Casablanca is what happens when centuries of style collide and somehow make it work, and we’re going to dive into its origins.

Fez – Casablanca isn’t the kind of city that unveils itself all at once. It’s not a postcard, it’s a blueprint, drawn and redrawn over centuries. 

And if you’re into architecture, it’s a dream with cracked edges and unexpected brilliance. 

Think soaring minarets, faded art deco, 1950s cinemas, space-age skateparks, and a mosque that juts out into the Atlantic like it owns the sea.

It all started with Anfa, the Amazigh town the Portuguese wiped out in 1468. They returned to rebuild it as “Casa Branca”. 

Then the 1755 Lisbon earthquake brought everything crashing down again, and the sultan decided to start fresh with a medina of whitewashed walls. 

The Spanish began calling it “Casablanca”, and the French later turned it into a full-blown business hub. 

Cue the art nouveau facades, neo-Moorish arches, and eventually the sleek concrete experiments of Jean-François Zevaco, the architect who helped define post-independence Morocco.

Today, the city’s layers are still alive and well. Start with Boulevard Rachidi, where Islamic motifs wrap around colonial symmetry. 

The post office, the Palais de Justice, and the ghostly-white Sacré Coeur cathedral feel frozen in time;  elegant, if a little haunted. 

Then head to Quartier Habbous for a different mood: low-slung buildings, hand-carved doors, and pastry shops like Pâtisserie Bennis Habous, where “Kaab  Ghazal” (gazelle horn cookies) come stacked like edible sculptures.

Down by the ocean, the Hassan II Mosque dominates the skyline :  emerald tiles, 210-meter minaret, and waves crashing just below your feet. 

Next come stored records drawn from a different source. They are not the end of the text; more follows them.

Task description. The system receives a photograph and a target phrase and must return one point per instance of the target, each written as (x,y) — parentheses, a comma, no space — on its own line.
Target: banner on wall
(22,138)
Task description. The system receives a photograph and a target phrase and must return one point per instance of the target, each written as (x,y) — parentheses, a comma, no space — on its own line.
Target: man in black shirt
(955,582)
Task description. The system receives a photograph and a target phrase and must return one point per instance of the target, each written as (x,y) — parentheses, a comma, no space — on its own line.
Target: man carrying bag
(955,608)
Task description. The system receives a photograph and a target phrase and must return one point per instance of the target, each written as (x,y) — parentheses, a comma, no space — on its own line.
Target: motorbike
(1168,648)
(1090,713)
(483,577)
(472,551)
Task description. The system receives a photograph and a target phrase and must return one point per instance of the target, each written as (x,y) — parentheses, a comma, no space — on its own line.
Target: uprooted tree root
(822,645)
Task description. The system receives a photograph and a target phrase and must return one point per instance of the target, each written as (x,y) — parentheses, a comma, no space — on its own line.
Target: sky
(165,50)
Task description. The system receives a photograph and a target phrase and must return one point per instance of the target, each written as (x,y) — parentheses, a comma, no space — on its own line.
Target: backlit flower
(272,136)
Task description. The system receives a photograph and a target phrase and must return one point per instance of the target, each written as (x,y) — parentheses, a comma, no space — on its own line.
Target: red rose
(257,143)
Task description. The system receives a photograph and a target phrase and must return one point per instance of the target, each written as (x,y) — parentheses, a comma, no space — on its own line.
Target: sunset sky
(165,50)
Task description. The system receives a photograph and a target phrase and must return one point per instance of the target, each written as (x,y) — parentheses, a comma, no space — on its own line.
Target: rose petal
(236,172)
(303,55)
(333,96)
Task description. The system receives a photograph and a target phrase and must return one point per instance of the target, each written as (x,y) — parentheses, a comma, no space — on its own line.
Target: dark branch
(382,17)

For a deeper dive into Casablanca’s architectural timeline, Casamémoire offers excellent guided tours through the city’s 20th-century landmarks.

Casablanca’s not just old bones, though. In the Petit Paris district, retro gems like Cinema Rialto and the Lutetia Ciné-Théâtre are back in action, hosting events that echo the city’s cinematic golden age. 

Nearby, the revamped Royal Mansour Casablanca hotel nods to its 1950s heritage with style.

As for the city’s young heartbeat? You’ll find it in Anfa Park or the Arab League Gardens, where teenagers gather between music festivals like Jazzablanca and L’Boulevard. 

Around Villa des Arts, breakdancers spin beneath palm trees, while murals along the Corniche promenade go full sci-fi. 

Nevada Skatepark, one of Africa’s biggest, adds its own visual punch, with bold street art layered across ramps.

When hunger strikes, head to the medina for fresh fish sandwiches or date-stuffed sweets. 

For something more refined, Dar DaDa and Saveurs du Palais serve the kind of Moroccan comfort food that lingers in your memory. 

Want to learn the recipes? Book a market tour and cooking class with “Taste of Casablanca” tours.

Casablanca isn’t for everyone. But for architecture lovers? It’s a playground that is chaotic, evolving, and absolutely worth exploring.